Three months prior, in July 2023, Discord launched Family Center to support families in creating a collaborative approach to digital wellbeing, keeping parents informed while maintaining teen autonomy.
“Teens deserve to have a safe, welcoming space to explore their interests, connect with others, and find a place to belong,” she said. “Forty percent of the app’s Gen Z users say they use it to connect with friend groups and communities as it provides them with a friendly environment for them and their peers.”
Hegarty said open communication is key for keeping teens safe online, especially as parents work to maintain their teens’ autonomy.
“It’s important to create a dialogue between parents and younger users on how to navigate the internet safely, smartly, and securely,” she said.
“Parents can learn more about Discord’s safety settings here and via a third-party guide here. If teens encounter a violation of our Community Guidelines, we encourage them to submit an in-app report of the behaviour by following the instructions on our website.”
Getting the online safety conversation started
When it comes to advice for parents, caregivers and guardians on starting a conversation about better digital health and safe online practices, Hegarty said parental tools are most effective when used with transparency.
“This can help to start healthy conversations between parents and teens about their online behaviour, and we hope that initiatives like Family Center on Discord can help begin and/or continue these important conversations,” she said.
“Conversations about digital health must encourage teens to think critically about their behaviour online.”
Parents and carers should also let teens know that the same rules apply online as offline, and encourage open conversation about the content they see and share online, Hegarty said.
“Additionally, we encourage guardians and educators to try Discord to understand how it works from the inside, making it easier to talk to teens about staying safe online.”
Discord as an educational resource
Hegarty said Discord has made it easier for students to find and spend time with their classmates outside of the classroom through the app’s voice and video call functions as well as other specific use cases.
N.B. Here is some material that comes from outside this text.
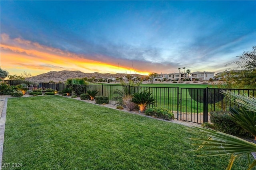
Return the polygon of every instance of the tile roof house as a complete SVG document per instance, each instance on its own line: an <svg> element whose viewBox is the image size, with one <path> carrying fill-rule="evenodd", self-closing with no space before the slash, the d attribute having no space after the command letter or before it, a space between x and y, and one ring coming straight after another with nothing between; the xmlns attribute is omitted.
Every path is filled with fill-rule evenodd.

“Whether they’re collaborating on a project in a newly-created study server, or taking a break from reading to get a few games in with friends, it’s all happening on Discord thanks to our amazing third-party developers,” she said.
“For example, Jamspace Whiteboard is an Activity developed by Discord that can be launched within a Voice channel or DM call, directly within Discord by clicking the Rocket Ship button.”
Hegarty said having a digital whiteboard can be a great way for young people to collaboratively study with their classmates and friends.
“Post sticky notes and move them around a flow chart, collaborate on a maths problem, sketch out a prototype, point to a specific area of text, mark the best one with a star, and so much more.”